Wednesday, June 8, 2016

RocksDB, InnoDB and the insert benchmark

Today I share results for RocksDB and InnoDB using MySQL 5.6 and the insert benchmark. I have many more results that I am currently sharing with engine vendors to help them improve (WiredTiger) or to show them the potential of RocksDB. Percona has embraced MongoRocks. I hope to see similar support for MyRocks in a widely used MySQL distribution.

tl;dr - RocksDB did better than InnoDB for a write-heavy workload and a range-scan heavy workload. The former is expected, the latter is a welcome surprise. I hope we get RocksDB into a supported MySQL distribution to make it easier for you to try it.

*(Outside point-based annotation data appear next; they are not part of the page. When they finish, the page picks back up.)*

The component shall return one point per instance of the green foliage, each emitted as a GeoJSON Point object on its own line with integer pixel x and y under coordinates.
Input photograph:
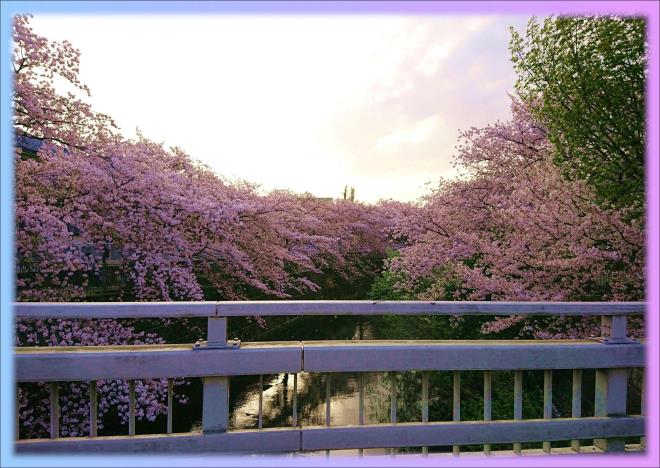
{"type": "Point", "coordinates": [584, 77]}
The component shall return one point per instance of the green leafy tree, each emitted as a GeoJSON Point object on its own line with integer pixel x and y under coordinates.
{"type": "Point", "coordinates": [585, 78]}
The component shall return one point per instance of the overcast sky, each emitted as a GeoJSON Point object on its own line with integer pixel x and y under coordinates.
{"type": "Point", "coordinates": [307, 103]}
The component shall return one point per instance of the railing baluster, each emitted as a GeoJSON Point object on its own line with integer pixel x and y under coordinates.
{"type": "Point", "coordinates": [576, 406]}
{"type": "Point", "coordinates": [295, 399]}
{"type": "Point", "coordinates": [361, 405]}
{"type": "Point", "coordinates": [260, 422]}
{"type": "Point", "coordinates": [487, 404]}
{"type": "Point", "coordinates": [642, 440]}
{"type": "Point", "coordinates": [457, 406]}
{"type": "Point", "coordinates": [54, 410]}
{"type": "Point", "coordinates": [215, 399]}
{"type": "Point", "coordinates": [131, 407]}
{"type": "Point", "coordinates": [611, 384]}
{"type": "Point", "coordinates": [327, 406]}
{"type": "Point", "coordinates": [547, 404]}
{"type": "Point", "coordinates": [425, 404]}
{"type": "Point", "coordinates": [170, 409]}
{"type": "Point", "coordinates": [517, 404]}
{"type": "Point", "coordinates": [93, 409]}
{"type": "Point", "coordinates": [17, 428]}
{"type": "Point", "coordinates": [393, 404]}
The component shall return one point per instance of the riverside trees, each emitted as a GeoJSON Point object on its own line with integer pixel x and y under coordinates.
{"type": "Point", "coordinates": [179, 225]}
{"type": "Point", "coordinates": [513, 227]}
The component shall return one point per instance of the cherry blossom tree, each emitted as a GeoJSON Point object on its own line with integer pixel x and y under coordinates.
{"type": "Point", "coordinates": [513, 229]}
{"type": "Point", "coordinates": [182, 230]}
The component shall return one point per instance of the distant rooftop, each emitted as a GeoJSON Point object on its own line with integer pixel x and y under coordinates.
{"type": "Point", "coordinates": [27, 143]}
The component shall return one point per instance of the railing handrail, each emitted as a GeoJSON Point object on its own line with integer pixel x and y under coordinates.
{"type": "Point", "coordinates": [117, 310]}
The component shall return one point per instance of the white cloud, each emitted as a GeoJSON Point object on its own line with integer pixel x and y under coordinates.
{"type": "Point", "coordinates": [309, 103]}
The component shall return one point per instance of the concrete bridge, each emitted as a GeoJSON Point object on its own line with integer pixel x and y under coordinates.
{"type": "Point", "coordinates": [217, 359]}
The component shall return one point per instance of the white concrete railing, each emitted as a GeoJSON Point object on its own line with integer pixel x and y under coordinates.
{"type": "Point", "coordinates": [216, 360]}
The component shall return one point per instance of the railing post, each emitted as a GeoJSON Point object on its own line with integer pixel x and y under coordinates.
{"type": "Point", "coordinates": [611, 384]}
{"type": "Point", "coordinates": [215, 412]}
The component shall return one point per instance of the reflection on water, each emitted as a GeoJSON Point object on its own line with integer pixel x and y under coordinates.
{"type": "Point", "coordinates": [278, 396]}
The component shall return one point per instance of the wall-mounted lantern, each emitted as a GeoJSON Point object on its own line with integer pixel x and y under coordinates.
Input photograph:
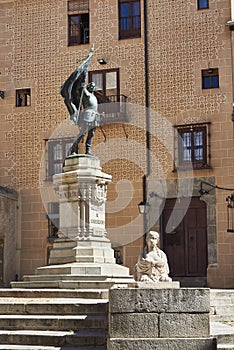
{"type": "Point", "coordinates": [230, 201]}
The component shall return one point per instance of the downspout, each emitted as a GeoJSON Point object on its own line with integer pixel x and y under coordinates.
{"type": "Point", "coordinates": [147, 120]}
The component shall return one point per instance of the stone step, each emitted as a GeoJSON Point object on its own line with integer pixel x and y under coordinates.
{"type": "Point", "coordinates": [75, 323]}
{"type": "Point", "coordinates": [69, 284]}
{"type": "Point", "coordinates": [54, 293]}
{"type": "Point", "coordinates": [223, 347]}
{"type": "Point", "coordinates": [35, 347]}
{"type": "Point", "coordinates": [221, 318]}
{"type": "Point", "coordinates": [52, 338]}
{"type": "Point", "coordinates": [59, 306]}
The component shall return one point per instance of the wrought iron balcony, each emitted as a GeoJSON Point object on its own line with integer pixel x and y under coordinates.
{"type": "Point", "coordinates": [114, 108]}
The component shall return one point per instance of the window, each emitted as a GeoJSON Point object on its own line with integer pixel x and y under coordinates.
{"type": "Point", "coordinates": [53, 221]}
{"type": "Point", "coordinates": [210, 78]}
{"type": "Point", "coordinates": [107, 91]}
{"type": "Point", "coordinates": [202, 4]}
{"type": "Point", "coordinates": [23, 98]}
{"type": "Point", "coordinates": [129, 19]}
{"type": "Point", "coordinates": [192, 146]}
{"type": "Point", "coordinates": [57, 152]}
{"type": "Point", "coordinates": [78, 22]}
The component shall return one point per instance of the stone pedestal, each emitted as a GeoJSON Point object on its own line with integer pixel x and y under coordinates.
{"type": "Point", "coordinates": [152, 318]}
{"type": "Point", "coordinates": [82, 191]}
{"type": "Point", "coordinates": [82, 257]}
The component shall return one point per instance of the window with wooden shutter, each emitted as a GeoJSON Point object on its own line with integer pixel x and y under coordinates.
{"type": "Point", "coordinates": [78, 22]}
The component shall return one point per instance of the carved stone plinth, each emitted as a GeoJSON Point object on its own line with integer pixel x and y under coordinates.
{"type": "Point", "coordinates": [82, 256]}
{"type": "Point", "coordinates": [82, 191]}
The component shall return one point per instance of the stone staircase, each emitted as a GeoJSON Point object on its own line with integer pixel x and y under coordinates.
{"type": "Point", "coordinates": [53, 319]}
{"type": "Point", "coordinates": [222, 317]}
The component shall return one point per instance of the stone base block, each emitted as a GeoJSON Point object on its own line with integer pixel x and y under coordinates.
{"type": "Point", "coordinates": [162, 344]}
{"type": "Point", "coordinates": [163, 325]}
{"type": "Point", "coordinates": [159, 319]}
{"type": "Point", "coordinates": [90, 251]}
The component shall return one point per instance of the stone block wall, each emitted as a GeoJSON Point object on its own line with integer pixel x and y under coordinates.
{"type": "Point", "coordinates": [9, 236]}
{"type": "Point", "coordinates": [146, 318]}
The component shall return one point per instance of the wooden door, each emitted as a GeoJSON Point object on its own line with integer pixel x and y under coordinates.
{"type": "Point", "coordinates": [185, 243]}
{"type": "Point", "coordinates": [1, 261]}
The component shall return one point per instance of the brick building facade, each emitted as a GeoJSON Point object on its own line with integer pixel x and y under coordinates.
{"type": "Point", "coordinates": [173, 91]}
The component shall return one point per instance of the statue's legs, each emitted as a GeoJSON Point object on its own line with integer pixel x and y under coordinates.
{"type": "Point", "coordinates": [84, 129]}
{"type": "Point", "coordinates": [89, 140]}
{"type": "Point", "coordinates": [74, 147]}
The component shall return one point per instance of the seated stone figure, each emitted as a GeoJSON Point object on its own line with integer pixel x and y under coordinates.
{"type": "Point", "coordinates": [154, 266]}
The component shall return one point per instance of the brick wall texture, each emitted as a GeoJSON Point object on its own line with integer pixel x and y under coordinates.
{"type": "Point", "coordinates": [182, 41]}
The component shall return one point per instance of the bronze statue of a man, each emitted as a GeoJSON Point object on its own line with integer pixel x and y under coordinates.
{"type": "Point", "coordinates": [77, 95]}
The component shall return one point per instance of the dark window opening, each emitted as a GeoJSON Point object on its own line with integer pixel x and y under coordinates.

I have been running several database benchmarks on a variety of hardware, storage, database engines and configurations. The benchmarks include the insert benchmark, linkbench and sysbench. The hardware includes dual-socket, many-core servers with 144G or more of RAM and a 1-socket, few-core server.  The few-core server has 2 cores, 4 HW threads and is an Intel NUC 5i3ryh with 8G of RAM and a Samsung m.2 SSD. The storage includes m.2 SSD (Samsung 850 EVO 110G), older PCIe SSD and newer NVMe SSD. The engines include RocksDB, InnoDB, MyISAM and TokuDB for MySQL and RocksDB, WiredTiger and mmapv1 for MongoDB. The configurations include databases that fit in cache and databases that do not. Even when the database fits in cache the workload can be IO-bound from the writes required to persist a database.


Graphs


If you just want the graphs here they are.


Test pattern

I used the small server (Intel NUC, 2 cores, 8G RAM, m.2 Samsung SSD) for this test.`

The workload is the insert benchmark using the pattern described below. I use this pattern to include a mix of workloads (write-only, reads with write-heavy, reads without write-heavy). I don't include a read-only step. The mixed workload (reads + writes) is very important especially when the database is larger than RAM:
  1. Insert 250M rows into a table in PK order. The table has 3 secondary indexes and the inserts are in random order for each of the secondary indexes. Measure insert performance.
  2. Insert 5M rows into the table with the writer limited to 1000/second and measure query performance for short range queries. The range queries use LIMIT 10 and randomly select the index (secondary or PK) and the starting offset for the range. The index is covering for the query. Assuming the writer is able to do 1000/second this takes 5000 seconds. For this step I care about throughput and response time for reads. For writes my main concern is whether the rate was able to sustain the rate of 1000/second.
  3. Same as #2 except 500k rows are inserted and the writer is limited to 100/second. Assuming the writer can do 100/second this also takes 5000 seconds.

Performance & Efficiency


I am interested in performance and efficiency. I include both. Sometimes better efficiency explains better performance. Sometimes we need better efficiency even if that comes at the cost of decreased performance.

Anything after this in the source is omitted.